The fruit comes in many varieties in size and shape and skin color. I remember in my days of childhood, we had two mango trees in our land. Both were so diverse with one being a giant spread in large area but it’s fruits were very small. When the ripening season began, the fruits will begin to fall to the ground and soon the whole ground beneath shall be littered with fruits. The collected fruits were washed and put into cool water for quenching their latent heat and then sucked as such. Many birds like crows and parrots gorged on the fruit in the boughs. The other tree was small in size but fruits were bigger.

The weakness for the fruit is universal. It is very rich in minerals, sugars and vitamins. It is loved by people world over. History tells how the arrangements were made to send the fruit from India to England for the royalty.

Out of so many varieties available in India, Alphonso which is grown in Ratnagiri district of Maharastra, parts of Gujarat and Karnataka is considered to be the king. It is called Hapus in Maharastra. Most of it is exported. Rich people in Mumbai make the bookings to get the fruit in priority. There has been a craze among the people for the fruit.
Times of India article writes , “Mangoes feature in perhaps the earliest printed reference to the name of the islands on which the city was built. This was in the Portuguese naturalist Garcia de Orta’s Colloquies on the Simples and Drugs of India, a fascinating book written in the form of dialogues between Orta and a friend (and one of the first printed in India, in Goa in 1563). At one point the conversation is interrupted by a servant boy who tells Orta his tenant in Bombaim, the island whose lease Orta was given as a sinecure, has just sailed in with a basket of mangoes to give the governor of Goa. Orta happily uses this as a chance to expound on the wonders of mangoes and when his servant says he will send them to the governor, he hastily interjects: “Give them here. They ought to be cut with a sharp knife that the slice may not be injured and I want to taste them first…” Mumbaikars would sympathise. There is no better gift than mangoes in season, yet it is just natural for givers to feel a pang at the pleasures given up. The variety Orta received from Bombay is not known and perhaps it is unlikely they were Alphonsos, the only kind many Mumbaikars bother with today. These were probably developed in Goa, where the Portuguese had introduced the grafting techniques needed for good mangoes, but it is unknown if this had happened in Garcia de Orta’s time.

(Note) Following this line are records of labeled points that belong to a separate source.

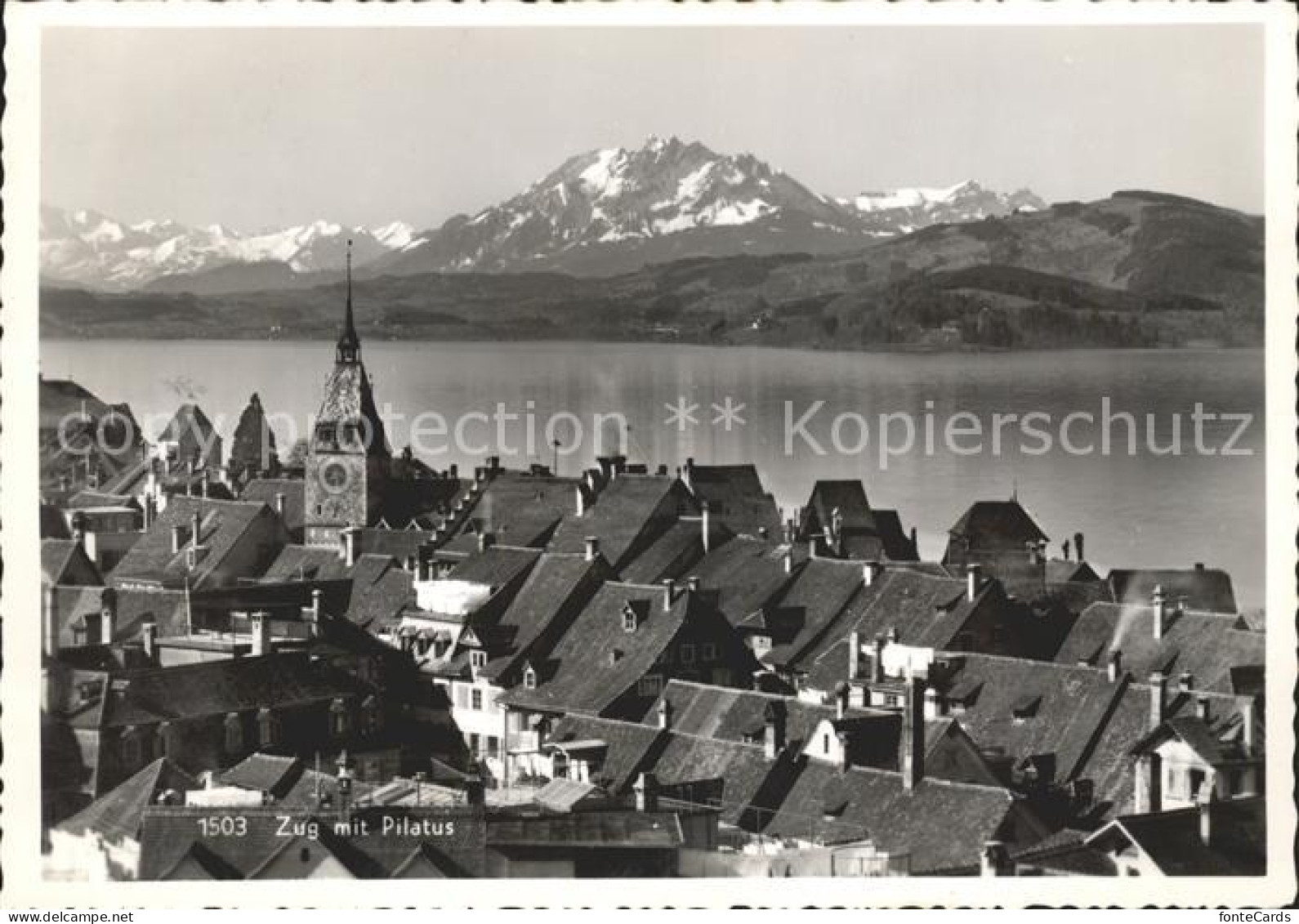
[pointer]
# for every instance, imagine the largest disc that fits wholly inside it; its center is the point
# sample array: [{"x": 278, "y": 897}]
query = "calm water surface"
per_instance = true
[{"x": 1136, "y": 510}]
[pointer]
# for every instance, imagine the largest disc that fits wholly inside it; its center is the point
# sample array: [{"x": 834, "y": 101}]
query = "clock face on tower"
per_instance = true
[{"x": 334, "y": 477}]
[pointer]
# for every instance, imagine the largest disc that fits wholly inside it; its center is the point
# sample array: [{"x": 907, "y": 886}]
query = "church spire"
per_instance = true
[{"x": 348, "y": 345}]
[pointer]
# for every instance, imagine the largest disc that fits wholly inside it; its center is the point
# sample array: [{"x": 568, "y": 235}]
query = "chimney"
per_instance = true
[
  {"x": 931, "y": 710},
  {"x": 912, "y": 758},
  {"x": 1246, "y": 725},
  {"x": 1202, "y": 708},
  {"x": 1158, "y": 622},
  {"x": 150, "y": 638},
  {"x": 647, "y": 793},
  {"x": 51, "y": 627},
  {"x": 973, "y": 580},
  {"x": 79, "y": 529},
  {"x": 1204, "y": 801},
  {"x": 1158, "y": 682},
  {"x": 773, "y": 730},
  {"x": 260, "y": 635},
  {"x": 1116, "y": 664},
  {"x": 854, "y": 655},
  {"x": 107, "y": 615},
  {"x": 994, "y": 859}
]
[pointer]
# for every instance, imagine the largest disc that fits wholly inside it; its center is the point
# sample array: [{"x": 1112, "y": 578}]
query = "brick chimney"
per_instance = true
[
  {"x": 854, "y": 654},
  {"x": 1160, "y": 607},
  {"x": 107, "y": 615},
  {"x": 973, "y": 581},
  {"x": 911, "y": 761},
  {"x": 1158, "y": 692},
  {"x": 647, "y": 793},
  {"x": 773, "y": 730},
  {"x": 260, "y": 635},
  {"x": 150, "y": 640}
]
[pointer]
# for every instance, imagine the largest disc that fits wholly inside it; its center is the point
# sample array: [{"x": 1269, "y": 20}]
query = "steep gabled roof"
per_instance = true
[
  {"x": 1206, "y": 645},
  {"x": 117, "y": 814},
  {"x": 743, "y": 574},
  {"x": 598, "y": 659},
  {"x": 942, "y": 825},
  {"x": 224, "y": 524},
  {"x": 1208, "y": 589},
  {"x": 623, "y": 517},
  {"x": 991, "y": 524}
]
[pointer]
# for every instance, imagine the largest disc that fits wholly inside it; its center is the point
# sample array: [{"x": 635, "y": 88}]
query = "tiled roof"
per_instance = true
[
  {"x": 556, "y": 585},
  {"x": 743, "y": 574},
  {"x": 224, "y": 525},
  {"x": 596, "y": 659},
  {"x": 737, "y": 498},
  {"x": 1203, "y": 587},
  {"x": 1069, "y": 708},
  {"x": 521, "y": 508},
  {"x": 820, "y": 591},
  {"x": 266, "y": 490},
  {"x": 1206, "y": 645},
  {"x": 630, "y": 749},
  {"x": 1172, "y": 840},
  {"x": 61, "y": 560},
  {"x": 668, "y": 556},
  {"x": 495, "y": 567},
  {"x": 116, "y": 815},
  {"x": 623, "y": 517},
  {"x": 169, "y": 833},
  {"x": 993, "y": 524},
  {"x": 942, "y": 825},
  {"x": 925, "y": 611},
  {"x": 216, "y": 688},
  {"x": 134, "y": 609}
]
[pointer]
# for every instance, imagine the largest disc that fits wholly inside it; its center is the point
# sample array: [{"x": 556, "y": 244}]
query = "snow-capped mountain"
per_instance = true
[
  {"x": 616, "y": 209},
  {"x": 598, "y": 213},
  {"x": 915, "y": 208},
  {"x": 92, "y": 250}
]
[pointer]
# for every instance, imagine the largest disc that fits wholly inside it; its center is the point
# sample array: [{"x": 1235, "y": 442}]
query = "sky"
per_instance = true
[{"x": 266, "y": 127}]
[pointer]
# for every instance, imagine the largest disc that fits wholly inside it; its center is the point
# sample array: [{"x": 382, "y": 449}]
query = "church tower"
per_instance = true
[{"x": 347, "y": 460}]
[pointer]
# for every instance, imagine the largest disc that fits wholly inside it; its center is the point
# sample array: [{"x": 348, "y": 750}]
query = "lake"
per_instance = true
[{"x": 806, "y": 415}]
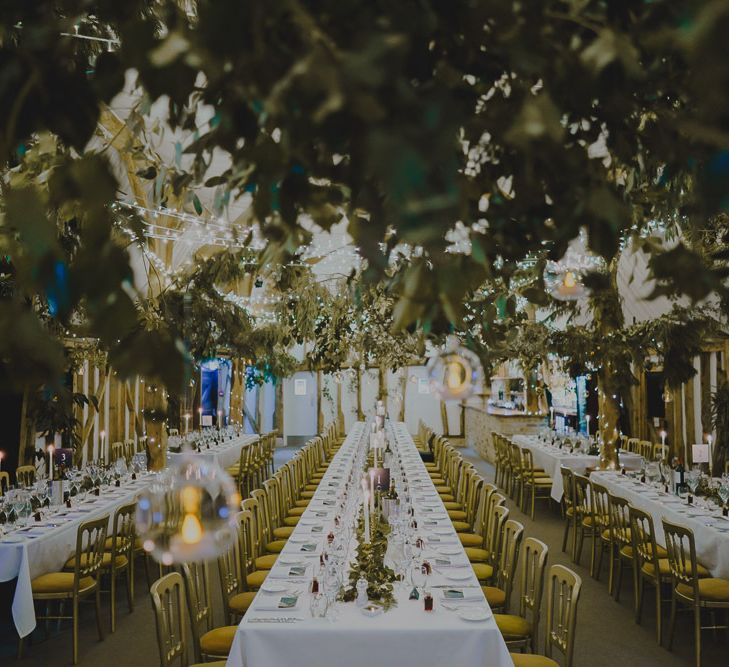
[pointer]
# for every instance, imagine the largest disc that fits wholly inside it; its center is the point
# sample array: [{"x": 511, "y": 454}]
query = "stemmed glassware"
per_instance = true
[{"x": 693, "y": 477}]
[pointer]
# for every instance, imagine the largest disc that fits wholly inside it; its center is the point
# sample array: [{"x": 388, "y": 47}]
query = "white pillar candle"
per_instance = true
[{"x": 711, "y": 462}]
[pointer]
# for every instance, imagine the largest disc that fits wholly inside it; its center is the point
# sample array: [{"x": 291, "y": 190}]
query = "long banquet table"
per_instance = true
[
  {"x": 226, "y": 454},
  {"x": 45, "y": 547},
  {"x": 406, "y": 635},
  {"x": 711, "y": 532},
  {"x": 550, "y": 459}
]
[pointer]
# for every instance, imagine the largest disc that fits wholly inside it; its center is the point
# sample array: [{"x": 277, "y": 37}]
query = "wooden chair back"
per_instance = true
[{"x": 563, "y": 594}]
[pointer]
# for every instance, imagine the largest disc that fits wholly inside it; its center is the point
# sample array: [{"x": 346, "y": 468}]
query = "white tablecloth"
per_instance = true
[
  {"x": 45, "y": 547},
  {"x": 712, "y": 541},
  {"x": 551, "y": 459},
  {"x": 225, "y": 454},
  {"x": 405, "y": 636}
]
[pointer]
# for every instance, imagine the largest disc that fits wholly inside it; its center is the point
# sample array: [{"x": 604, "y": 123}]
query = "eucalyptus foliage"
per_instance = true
[{"x": 523, "y": 121}]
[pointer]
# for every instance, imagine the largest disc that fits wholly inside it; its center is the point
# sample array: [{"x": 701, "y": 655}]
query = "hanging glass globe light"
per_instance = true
[
  {"x": 564, "y": 279},
  {"x": 188, "y": 513},
  {"x": 454, "y": 373}
]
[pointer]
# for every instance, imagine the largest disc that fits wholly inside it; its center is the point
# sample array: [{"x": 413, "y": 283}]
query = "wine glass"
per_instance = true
[
  {"x": 723, "y": 489},
  {"x": 692, "y": 479}
]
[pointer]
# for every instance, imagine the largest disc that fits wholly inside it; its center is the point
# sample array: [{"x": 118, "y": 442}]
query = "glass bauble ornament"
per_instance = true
[{"x": 188, "y": 513}]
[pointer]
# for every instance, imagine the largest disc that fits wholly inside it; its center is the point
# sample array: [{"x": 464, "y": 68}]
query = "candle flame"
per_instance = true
[{"x": 191, "y": 529}]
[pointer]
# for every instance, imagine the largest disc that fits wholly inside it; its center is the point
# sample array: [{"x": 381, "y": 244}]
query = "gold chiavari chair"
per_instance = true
[
  {"x": 494, "y": 530},
  {"x": 660, "y": 452},
  {"x": 170, "y": 613},
  {"x": 522, "y": 630},
  {"x": 688, "y": 588},
  {"x": 25, "y": 476},
  {"x": 536, "y": 483},
  {"x": 584, "y": 518},
  {"x": 119, "y": 555},
  {"x": 645, "y": 449},
  {"x": 117, "y": 451},
  {"x": 475, "y": 542},
  {"x": 650, "y": 562},
  {"x": 236, "y": 599},
  {"x": 251, "y": 578},
  {"x": 621, "y": 554},
  {"x": 499, "y": 595},
  {"x": 563, "y": 594},
  {"x": 208, "y": 642},
  {"x": 600, "y": 497},
  {"x": 82, "y": 582},
  {"x": 568, "y": 507}
]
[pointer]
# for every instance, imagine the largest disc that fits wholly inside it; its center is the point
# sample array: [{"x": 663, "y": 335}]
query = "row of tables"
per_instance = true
[
  {"x": 551, "y": 458},
  {"x": 45, "y": 546},
  {"x": 711, "y": 531},
  {"x": 406, "y": 635}
]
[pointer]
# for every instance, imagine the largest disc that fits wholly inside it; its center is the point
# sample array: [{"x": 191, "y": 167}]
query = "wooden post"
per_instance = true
[
  {"x": 688, "y": 397},
  {"x": 705, "y": 392},
  {"x": 156, "y": 429},
  {"x": 319, "y": 415},
  {"x": 340, "y": 413}
]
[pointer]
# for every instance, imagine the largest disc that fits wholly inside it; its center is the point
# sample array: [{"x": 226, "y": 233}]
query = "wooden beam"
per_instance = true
[{"x": 688, "y": 398}]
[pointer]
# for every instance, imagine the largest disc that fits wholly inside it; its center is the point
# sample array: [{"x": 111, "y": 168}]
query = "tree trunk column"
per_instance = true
[
  {"x": 155, "y": 405},
  {"x": 608, "y": 420}
]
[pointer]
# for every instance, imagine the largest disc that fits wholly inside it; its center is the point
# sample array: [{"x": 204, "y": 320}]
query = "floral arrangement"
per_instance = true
[{"x": 370, "y": 565}]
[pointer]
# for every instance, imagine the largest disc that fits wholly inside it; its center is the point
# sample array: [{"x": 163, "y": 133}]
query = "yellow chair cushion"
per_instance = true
[
  {"x": 218, "y": 641},
  {"x": 513, "y": 627},
  {"x": 482, "y": 571},
  {"x": 710, "y": 590},
  {"x": 239, "y": 604},
  {"x": 121, "y": 561},
  {"x": 255, "y": 579},
  {"x": 665, "y": 569},
  {"x": 283, "y": 532},
  {"x": 540, "y": 481},
  {"x": 531, "y": 660},
  {"x": 476, "y": 555},
  {"x": 276, "y": 547},
  {"x": 59, "y": 582},
  {"x": 494, "y": 596},
  {"x": 266, "y": 562},
  {"x": 470, "y": 540}
]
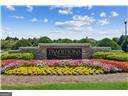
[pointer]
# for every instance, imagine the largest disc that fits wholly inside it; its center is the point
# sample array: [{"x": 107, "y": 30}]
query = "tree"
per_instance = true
[
  {"x": 115, "y": 39},
  {"x": 84, "y": 40},
  {"x": 125, "y": 45},
  {"x": 44, "y": 40},
  {"x": 108, "y": 43},
  {"x": 7, "y": 44},
  {"x": 22, "y": 43}
]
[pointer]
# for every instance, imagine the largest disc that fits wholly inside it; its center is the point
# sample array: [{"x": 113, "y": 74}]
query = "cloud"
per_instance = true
[
  {"x": 102, "y": 14},
  {"x": 45, "y": 20},
  {"x": 29, "y": 8},
  {"x": 11, "y": 8},
  {"x": 114, "y": 14},
  {"x": 89, "y": 7},
  {"x": 103, "y": 22},
  {"x": 92, "y": 14},
  {"x": 18, "y": 17},
  {"x": 78, "y": 23},
  {"x": 34, "y": 20},
  {"x": 4, "y": 29},
  {"x": 64, "y": 11}
]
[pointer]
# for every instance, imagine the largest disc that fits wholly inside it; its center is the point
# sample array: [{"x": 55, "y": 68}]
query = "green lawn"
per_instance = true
[{"x": 71, "y": 86}]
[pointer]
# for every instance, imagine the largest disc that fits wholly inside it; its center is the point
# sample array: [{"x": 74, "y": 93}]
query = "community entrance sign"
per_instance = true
[
  {"x": 65, "y": 50},
  {"x": 64, "y": 53},
  {"x": 60, "y": 51}
]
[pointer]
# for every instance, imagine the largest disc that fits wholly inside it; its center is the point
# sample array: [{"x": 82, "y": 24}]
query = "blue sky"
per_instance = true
[{"x": 56, "y": 22}]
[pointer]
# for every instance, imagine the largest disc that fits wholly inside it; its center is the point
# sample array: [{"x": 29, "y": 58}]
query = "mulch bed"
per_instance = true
[{"x": 13, "y": 79}]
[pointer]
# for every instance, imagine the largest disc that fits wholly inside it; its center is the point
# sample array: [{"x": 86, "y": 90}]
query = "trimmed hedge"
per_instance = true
[
  {"x": 119, "y": 56},
  {"x": 103, "y": 49},
  {"x": 24, "y": 56}
]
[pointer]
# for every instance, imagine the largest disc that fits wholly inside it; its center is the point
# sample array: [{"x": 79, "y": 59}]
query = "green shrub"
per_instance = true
[
  {"x": 117, "y": 55},
  {"x": 103, "y": 49},
  {"x": 24, "y": 56}
]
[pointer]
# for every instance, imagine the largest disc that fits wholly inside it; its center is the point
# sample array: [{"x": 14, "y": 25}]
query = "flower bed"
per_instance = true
[{"x": 62, "y": 67}]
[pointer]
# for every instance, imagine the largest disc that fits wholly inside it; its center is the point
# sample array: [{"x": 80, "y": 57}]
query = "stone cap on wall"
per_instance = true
[{"x": 63, "y": 45}]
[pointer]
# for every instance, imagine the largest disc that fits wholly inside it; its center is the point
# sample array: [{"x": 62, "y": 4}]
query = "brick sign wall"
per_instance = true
[{"x": 65, "y": 51}]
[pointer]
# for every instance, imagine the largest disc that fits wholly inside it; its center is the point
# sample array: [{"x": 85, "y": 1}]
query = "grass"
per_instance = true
[{"x": 70, "y": 86}]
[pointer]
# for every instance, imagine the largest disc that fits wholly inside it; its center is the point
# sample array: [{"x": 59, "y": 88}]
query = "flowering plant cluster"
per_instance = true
[{"x": 42, "y": 66}]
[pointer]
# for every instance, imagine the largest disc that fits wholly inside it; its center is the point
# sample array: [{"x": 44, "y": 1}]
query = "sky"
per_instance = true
[{"x": 73, "y": 22}]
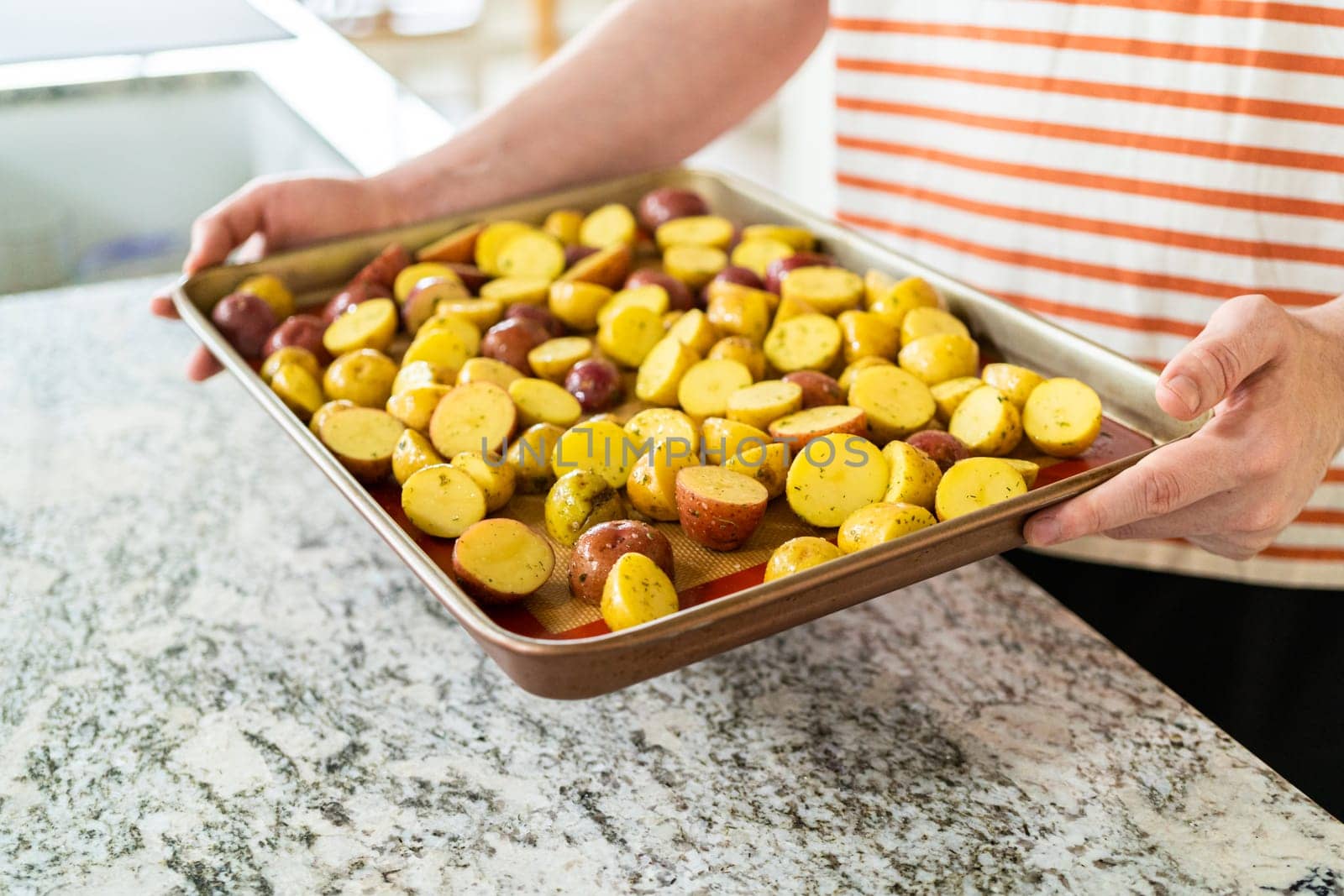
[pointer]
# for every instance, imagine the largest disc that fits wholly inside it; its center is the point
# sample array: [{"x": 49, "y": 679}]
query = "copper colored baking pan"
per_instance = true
[{"x": 578, "y": 658}]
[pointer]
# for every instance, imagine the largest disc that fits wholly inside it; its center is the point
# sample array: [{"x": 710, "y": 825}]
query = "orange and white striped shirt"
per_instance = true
[{"x": 1120, "y": 167}]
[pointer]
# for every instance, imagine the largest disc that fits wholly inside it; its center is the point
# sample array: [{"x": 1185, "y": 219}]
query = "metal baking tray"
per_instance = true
[{"x": 732, "y": 607}]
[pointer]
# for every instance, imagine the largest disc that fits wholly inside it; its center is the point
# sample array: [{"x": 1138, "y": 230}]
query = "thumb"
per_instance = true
[{"x": 1242, "y": 336}]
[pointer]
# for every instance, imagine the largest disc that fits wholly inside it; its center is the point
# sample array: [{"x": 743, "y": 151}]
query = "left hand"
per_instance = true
[{"x": 1276, "y": 382}]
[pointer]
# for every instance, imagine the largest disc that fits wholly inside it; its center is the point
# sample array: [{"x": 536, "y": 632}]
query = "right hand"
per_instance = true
[{"x": 280, "y": 214}]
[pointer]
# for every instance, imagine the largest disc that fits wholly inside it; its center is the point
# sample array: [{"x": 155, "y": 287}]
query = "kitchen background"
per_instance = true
[{"x": 93, "y": 181}]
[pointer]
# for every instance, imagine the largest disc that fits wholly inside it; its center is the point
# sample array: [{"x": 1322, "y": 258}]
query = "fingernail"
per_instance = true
[
  {"x": 1043, "y": 532},
  {"x": 1184, "y": 389}
]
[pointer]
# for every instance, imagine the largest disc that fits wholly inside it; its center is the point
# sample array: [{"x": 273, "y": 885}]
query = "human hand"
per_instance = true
[
  {"x": 1276, "y": 383},
  {"x": 269, "y": 215}
]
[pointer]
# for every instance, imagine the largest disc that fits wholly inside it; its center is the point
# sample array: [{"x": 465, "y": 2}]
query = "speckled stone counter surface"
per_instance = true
[{"x": 215, "y": 679}]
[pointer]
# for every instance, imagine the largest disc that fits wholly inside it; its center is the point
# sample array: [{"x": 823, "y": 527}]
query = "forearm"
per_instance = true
[{"x": 645, "y": 86}]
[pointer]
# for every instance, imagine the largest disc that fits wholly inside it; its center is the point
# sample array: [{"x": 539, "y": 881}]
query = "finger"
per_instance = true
[
  {"x": 1166, "y": 481},
  {"x": 223, "y": 228},
  {"x": 202, "y": 364},
  {"x": 1242, "y": 336}
]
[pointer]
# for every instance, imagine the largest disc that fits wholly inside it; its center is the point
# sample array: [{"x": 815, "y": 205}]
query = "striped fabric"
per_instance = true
[{"x": 1120, "y": 167}]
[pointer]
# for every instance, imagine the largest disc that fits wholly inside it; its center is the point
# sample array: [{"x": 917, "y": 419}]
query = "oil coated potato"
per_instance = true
[
  {"x": 706, "y": 387},
  {"x": 763, "y": 403},
  {"x": 413, "y": 452},
  {"x": 636, "y": 591},
  {"x": 370, "y": 324},
  {"x": 494, "y": 474},
  {"x": 443, "y": 501},
  {"x": 652, "y": 484},
  {"x": 978, "y": 483},
  {"x": 543, "y": 402},
  {"x": 828, "y": 289},
  {"x": 612, "y": 224},
  {"x": 475, "y": 417},
  {"x": 597, "y": 446},
  {"x": 894, "y": 402},
  {"x": 803, "y": 343},
  {"x": 987, "y": 422},
  {"x": 719, "y": 508},
  {"x": 766, "y": 464},
  {"x": 880, "y": 523},
  {"x": 365, "y": 378},
  {"x": 803, "y": 426},
  {"x": 598, "y": 550},
  {"x": 578, "y": 501},
  {"x": 913, "y": 476},
  {"x": 501, "y": 560},
  {"x": 833, "y": 476},
  {"x": 1012, "y": 380},
  {"x": 530, "y": 458},
  {"x": 363, "y": 439},
  {"x": 800, "y": 553},
  {"x": 456, "y": 248},
  {"x": 1062, "y": 417},
  {"x": 941, "y": 358}
]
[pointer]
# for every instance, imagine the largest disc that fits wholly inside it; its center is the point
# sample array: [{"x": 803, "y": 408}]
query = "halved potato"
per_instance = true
[
  {"x": 833, "y": 476},
  {"x": 978, "y": 483},
  {"x": 719, "y": 508},
  {"x": 1014, "y": 380},
  {"x": 1062, "y": 417},
  {"x": 913, "y": 476},
  {"x": 543, "y": 402},
  {"x": 413, "y": 453},
  {"x": 828, "y": 289},
  {"x": 443, "y": 501},
  {"x": 803, "y": 343},
  {"x": 636, "y": 591},
  {"x": 895, "y": 402},
  {"x": 987, "y": 422},
  {"x": 475, "y": 417},
  {"x": 363, "y": 439},
  {"x": 803, "y": 426},
  {"x": 706, "y": 387},
  {"x": 763, "y": 403},
  {"x": 800, "y": 553},
  {"x": 880, "y": 523},
  {"x": 501, "y": 560}
]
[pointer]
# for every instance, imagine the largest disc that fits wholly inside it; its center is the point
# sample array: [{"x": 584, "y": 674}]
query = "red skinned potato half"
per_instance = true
[
  {"x": 598, "y": 550},
  {"x": 511, "y": 340},
  {"x": 538, "y": 315},
  {"x": 304, "y": 331},
  {"x": 780, "y": 268},
  {"x": 817, "y": 389},
  {"x": 679, "y": 297},
  {"x": 351, "y": 296},
  {"x": 944, "y": 448},
  {"x": 660, "y": 206},
  {"x": 596, "y": 383},
  {"x": 246, "y": 322},
  {"x": 385, "y": 269}
]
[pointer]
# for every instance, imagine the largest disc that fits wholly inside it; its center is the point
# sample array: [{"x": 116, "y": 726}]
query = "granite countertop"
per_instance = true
[{"x": 214, "y": 678}]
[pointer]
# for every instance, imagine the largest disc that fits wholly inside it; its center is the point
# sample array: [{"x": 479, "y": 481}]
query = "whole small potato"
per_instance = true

They were well known by the time of the Rising of 1857. The Times of India, looking back at it 17 years later, in a long piece printed on November 13, 1874, wondered how Nana Saheb, the Peshwa prince, had became one of the leaders: “Up to 1857 there was no Prince better known in these parts… he used to be the boon companion of British officers, to who he gave the finest cherry brandy, and Alphonso mangoes brought up by special dak from Bombay.

A more nuanced view of that statement from 1937 would confirm they are the best for export since they have thick skin and withstand transportation better than fabled local varieties such as Tamil Nadu’s Imam Pasands or Goa’s Mankhurados, both wonderful, but poor travellers. The well-established systems for growing, trading and transporting them from the Konkan have also helped make Alphonsos the best mangoes that are relatively easy to get across India and abroad.

Such subtleties though are lost in Mumbai. For many consumers here, Alphonsos are all that matter, with other locally available varieties such as Pairis and Badamis being dismissed as good for juice only. Due to this reason, many producers use chemicals especially calcium carbide to artificially ripen the fruit early and get very high returns. The chemical is known to be carcinogenic.
Thus, people are buying fruits which are potentially dangerous and paying higher price also. The naturally ripened fruit has aroma and taste which is lost in the artificial ripening process. The taste becomes bland.
In our childhood days there were no artificial methods available for ripening the fruit and also no faster transportation means for getting the fruits from far distances. So whatever was available was in the natural form.